Bahkan saat ini masih memiliki kapasitas menganggur atau idle sebesar 60% atau sekitar 80-90 juta m2. Kapasitas ini siap untuk berjalan untuk jenis keramik HT, yang mana merupakan mayoritas keramik impor asal China.
Angka idle, lanjut Eddy, merupakan imbas dari praktik unfair trade atau tindakan dumping dan predatory pricing yang merugikan produsen keramik dalam negeri.

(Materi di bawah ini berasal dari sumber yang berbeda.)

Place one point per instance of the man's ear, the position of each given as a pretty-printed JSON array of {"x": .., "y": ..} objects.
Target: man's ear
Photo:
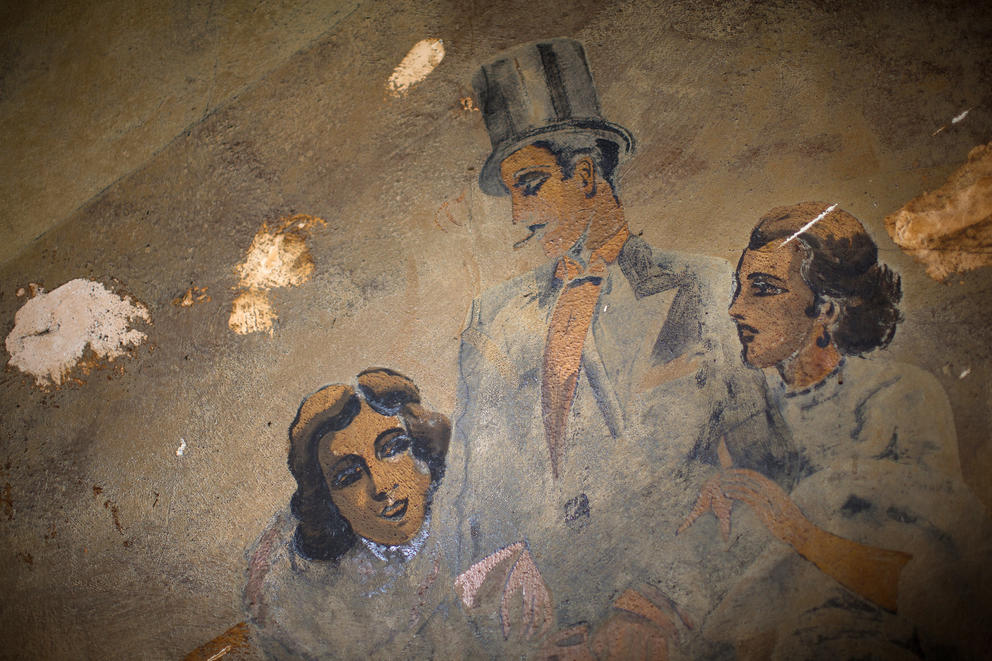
[{"x": 585, "y": 170}]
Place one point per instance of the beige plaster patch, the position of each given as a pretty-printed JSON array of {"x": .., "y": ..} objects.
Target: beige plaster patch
[
  {"x": 51, "y": 331},
  {"x": 252, "y": 313},
  {"x": 277, "y": 257},
  {"x": 417, "y": 65},
  {"x": 950, "y": 229}
]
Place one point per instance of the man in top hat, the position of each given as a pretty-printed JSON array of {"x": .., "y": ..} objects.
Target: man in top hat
[{"x": 596, "y": 393}]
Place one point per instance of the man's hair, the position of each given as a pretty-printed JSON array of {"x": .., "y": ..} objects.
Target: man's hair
[
  {"x": 569, "y": 148},
  {"x": 840, "y": 266},
  {"x": 322, "y": 532}
]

“Sangat disayangkan terjadi defisit US$1,5 miliar selama tahun 2019-2023 hanya karena keramik impor yang seharusnya tidak perlu terjadi, karena sejatinya kita mampu produksi. Namun karena praktek dumping tersebut, pemerintah dan rakyat jelas yang dirugikan,” jelas Edy.

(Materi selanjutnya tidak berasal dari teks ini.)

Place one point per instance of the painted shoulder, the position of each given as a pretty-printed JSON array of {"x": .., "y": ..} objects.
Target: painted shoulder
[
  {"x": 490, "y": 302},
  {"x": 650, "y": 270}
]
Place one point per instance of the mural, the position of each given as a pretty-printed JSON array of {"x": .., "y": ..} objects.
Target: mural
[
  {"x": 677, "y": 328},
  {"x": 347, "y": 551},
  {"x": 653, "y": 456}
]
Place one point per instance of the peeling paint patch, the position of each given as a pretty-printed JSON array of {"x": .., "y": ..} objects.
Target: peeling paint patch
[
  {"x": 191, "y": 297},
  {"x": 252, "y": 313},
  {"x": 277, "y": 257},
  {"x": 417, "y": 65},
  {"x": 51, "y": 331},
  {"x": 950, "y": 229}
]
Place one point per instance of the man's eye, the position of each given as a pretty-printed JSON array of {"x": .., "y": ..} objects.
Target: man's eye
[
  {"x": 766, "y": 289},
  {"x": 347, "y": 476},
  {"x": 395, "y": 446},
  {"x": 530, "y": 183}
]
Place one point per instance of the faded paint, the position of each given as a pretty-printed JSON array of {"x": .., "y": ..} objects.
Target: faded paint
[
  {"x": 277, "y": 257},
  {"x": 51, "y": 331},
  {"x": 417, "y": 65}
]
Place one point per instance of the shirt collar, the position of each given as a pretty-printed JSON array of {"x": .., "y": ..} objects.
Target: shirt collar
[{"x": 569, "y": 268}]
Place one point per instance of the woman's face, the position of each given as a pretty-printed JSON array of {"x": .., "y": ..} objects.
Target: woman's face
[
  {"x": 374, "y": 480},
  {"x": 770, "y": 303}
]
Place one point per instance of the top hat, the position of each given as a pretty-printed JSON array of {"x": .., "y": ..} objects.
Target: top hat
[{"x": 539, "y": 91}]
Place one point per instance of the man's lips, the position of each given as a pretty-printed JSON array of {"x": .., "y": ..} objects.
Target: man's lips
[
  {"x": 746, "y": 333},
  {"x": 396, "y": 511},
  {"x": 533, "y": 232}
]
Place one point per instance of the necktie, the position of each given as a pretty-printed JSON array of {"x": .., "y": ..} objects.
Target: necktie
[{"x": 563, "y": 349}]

Ia bersama Asaki kini merasa khawatir dengan importasi keramik yang sangat masif dimana puluhan juta m2 keramik akan masuk dalam waktu satu bulan ke depan. Impor ini disinyalir sebagai langkah antisipasi para importir menunggu diberlakukannya BMAD.
Edy menegaskan bahwa sesungguhnya tidak hanya Industri keramik nasional yang dirugikan, namun konsumen dalam negeri.
“Konsumen dalam negeri juga dirugikan selama ini dimana hanya disuguhi dengan harga dumping atau predator pricing dengan kualitas murahan dari produk import tersebut,” terang dia.
Dirinya lantas mencontohkan bahwa negara-negara maju seperti Amerika Serikat (AS), negara di Uni Eropa, dan Timur Tengah, telah melakukan hal serupa terhadap produk keramik asal China.
Banyak negara telah melindungi industri keramik dalam negeri mereka dan tidak ada takut pada tuntutan balik oleh China melalui WTO. Pasalnya praktik semacam ini nyata terbukti merupakan dumping.
Kenapa mereka melakukan praktik dumping? Karena over capacity dan over supply di mana industri keramik China memiliki kapasitas produksi sekitar 11-12 miliar m2 dan saat ini jalan dengan utilisasi sekitar 50%-55%,” pungkas Edy.
Bahkan Asaki yang aktif tergabung di dalam World Ceramic Tiles FORUM (WCTF) mendapatkan dukungan penuh berupa data, informasi serta advokasi internasional jika terjadi keberatan oleh produsen keramik asal Tiongkok di WTO.